Jedes Jahr nehme ich im Unterricht das Gebäude durch, jedes Jahr fragen mich Schüler, ob ich schon dort war und „Können wir da mal ’ne Exkursion hin machen?“ Jedes Jahr sage ich “Nein, das ist irgendwo in Pennsylvania irgendwo im Nirgendwo, da komm ich wahrscheinlich leider auch nie hin….“
Ich war voll nervös. Wie ein kleines Kind vor Weihnachten! Einen Tag zuvor konnte ich es gar nicht glauben. Vor dem Eingang mussten wir warten, bis wir um 8 Uhr zum Besucherzentrum durften und um 8:30 unsere reservierte Tour begannen.
Erster Blickkontakt… Ohhhh!!!
Fallingwater besteht eigentlich aus zwei Häusern, die mit einem überdachten Weg verbunden sind. Das Haupthaus und das Gästehaus. Die Familie Kaufmann machte im Wald auf dem Felsen beim Wasserfall oft Picknick und sie wünschten sich dort auf dem Gelände ein Wochenendhaus. Der Architekt Frank Lloyd Wright solle es entwerfen.
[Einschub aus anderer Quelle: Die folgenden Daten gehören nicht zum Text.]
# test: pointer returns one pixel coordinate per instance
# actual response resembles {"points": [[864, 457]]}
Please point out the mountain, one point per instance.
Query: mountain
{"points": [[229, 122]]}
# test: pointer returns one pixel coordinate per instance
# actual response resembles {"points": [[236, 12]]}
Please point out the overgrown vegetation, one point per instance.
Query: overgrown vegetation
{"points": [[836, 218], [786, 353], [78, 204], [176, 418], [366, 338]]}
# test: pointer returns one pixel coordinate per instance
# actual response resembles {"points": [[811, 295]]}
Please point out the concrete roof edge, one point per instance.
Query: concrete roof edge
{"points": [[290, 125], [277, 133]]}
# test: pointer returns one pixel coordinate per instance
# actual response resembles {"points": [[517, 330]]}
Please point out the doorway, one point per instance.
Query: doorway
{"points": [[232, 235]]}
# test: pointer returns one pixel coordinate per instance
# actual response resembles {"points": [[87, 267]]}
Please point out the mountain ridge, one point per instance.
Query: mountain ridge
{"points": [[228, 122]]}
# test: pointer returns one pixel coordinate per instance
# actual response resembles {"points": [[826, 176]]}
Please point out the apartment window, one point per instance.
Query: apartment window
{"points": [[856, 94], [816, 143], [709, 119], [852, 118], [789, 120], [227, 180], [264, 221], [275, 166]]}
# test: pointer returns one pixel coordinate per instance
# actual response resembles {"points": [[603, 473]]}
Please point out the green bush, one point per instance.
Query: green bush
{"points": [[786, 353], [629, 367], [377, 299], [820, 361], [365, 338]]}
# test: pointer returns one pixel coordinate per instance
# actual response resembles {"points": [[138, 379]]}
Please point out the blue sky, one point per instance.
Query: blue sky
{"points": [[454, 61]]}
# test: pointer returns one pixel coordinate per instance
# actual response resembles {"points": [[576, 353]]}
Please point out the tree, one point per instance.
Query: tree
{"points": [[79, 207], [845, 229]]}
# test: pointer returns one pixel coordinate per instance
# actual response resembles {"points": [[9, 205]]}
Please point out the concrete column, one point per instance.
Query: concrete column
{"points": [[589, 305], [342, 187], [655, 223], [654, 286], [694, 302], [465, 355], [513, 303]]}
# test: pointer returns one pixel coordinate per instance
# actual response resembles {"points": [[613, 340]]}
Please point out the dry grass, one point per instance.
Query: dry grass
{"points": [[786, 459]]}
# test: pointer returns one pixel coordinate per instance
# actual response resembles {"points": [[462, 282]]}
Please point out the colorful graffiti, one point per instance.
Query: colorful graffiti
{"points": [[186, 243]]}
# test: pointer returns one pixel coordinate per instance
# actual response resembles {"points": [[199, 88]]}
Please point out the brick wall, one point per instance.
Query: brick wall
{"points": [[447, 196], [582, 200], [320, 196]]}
Es wurde sein Meisterwerk.
Wright positionierte das Haus nicht mit Blick zum dem kaskadenartigen Wasserfall – wie es vermutlich die meisten Architekten machen würden und was die Familie sicher erwartet hatte – sondern direkt auf einen der Felsen. So verbindet sich Wasserfall und Haus zu einer einzigartigen Einheit. Der Felsen ragt im Haus sogar vor dem Kamin noch heraus.
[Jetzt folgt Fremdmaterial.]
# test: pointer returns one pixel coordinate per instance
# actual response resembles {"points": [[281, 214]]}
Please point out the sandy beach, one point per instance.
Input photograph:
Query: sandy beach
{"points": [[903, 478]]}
“No house should ever be on a hill or on anything. It should be of the hill. Belonging to it. Hill and house should live together each the happier for the other.” (Frank Lloyd Wright)
Manchmal sind die Ziele, die man sich im Kopf groß ausmalt ja in Wirklichkeit dann unbedeutend oder sogar entäuschend. Das Gebäude ist eins der Wichtigsten der Architekturgeschichte und je mehr man drüber liest, desto neugieriger wird man. Oft sind Architekturikonen ja Kirchen oder Museen… aber hier handelt es sich um ein Wohnhaus, ein Ferienhaus. Man kann es also nicht nur anschauen, sondern sich reinversetzen, sich vorstellen hier zu wohnen. Wie wäre es hier ein Wochende zu Gast zu sein? Wie fühlt es sich an über dem Wasserfall zu leben, also mit dem Wasserfall? Wie laut ist es, wie gemütlich ist es, wie sind die Nebenräume, von denen man selten Fotos findet? Wie sind die Möbel, die Wright alle entworfen hat? Wie verknüpft Wright die Natur und das Haus, was ihm ja ein Anliegen war. Und wie ist die Atmosphäre dort? Man stellt es sich magisch vor.
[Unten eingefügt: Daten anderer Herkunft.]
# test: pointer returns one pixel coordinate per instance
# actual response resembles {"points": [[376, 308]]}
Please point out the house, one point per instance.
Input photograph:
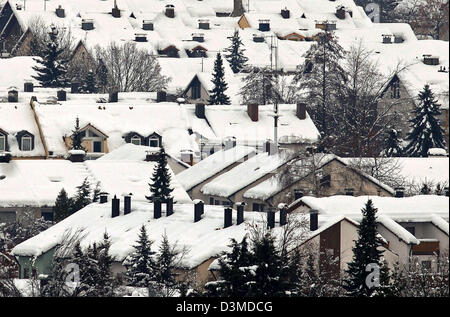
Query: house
{"points": [[414, 227], [206, 170], [205, 237], [323, 174], [93, 140], [33, 185], [229, 188]]}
Und genau das war es! Ein Traum geht in Erfüllung und die Seifenblase zerplatzt NICHT! Es ist genauso, wie ich es mir vorgestellt hab, genauso schön, genauso interessant, nur größer und noch viel verschachtelter als gedacht. Das System „Verengung und Öffnung“ macht das Gebäude zum Erlebnis.
Egal in welche Ecke man fotografiert, es ist immer ein Bild.
Sehr spannend war es bei der fast zweistündigen Tour in alle Winkel guggen zu können: die Abstellkammer, die Bücher der Kaufmanns und ihre Kunstwerke zu sehen, das Bad, die Ecken und Verbindungen…
… und über die Papiertücher in der Wand schmunzeln wir, aber das Haus hat natürlich seine Probleme… Wasserfall ist Wasserfall und 1934 (Baubeginn) ist lange her. Wenn man überlegt, wie damals die Autos ausgesehen haben, wird schnell klar, warum es eine zeitlose Ikone ist.
Unser Guide Henry hat so manche Anekdote im Gepäck und ich könnte ihn mir auch als Hausherren vorstellen. Im Gästehaus mit eigenem Pool möchte man sowieso gleich ein paar Nächte bleiben.
Nicht nur eine perfekte Harmonie von Moderne und Natur, nicht nur eine Architekturikone – für mich auch ein erfüllter Traum. Ein Traumhaus!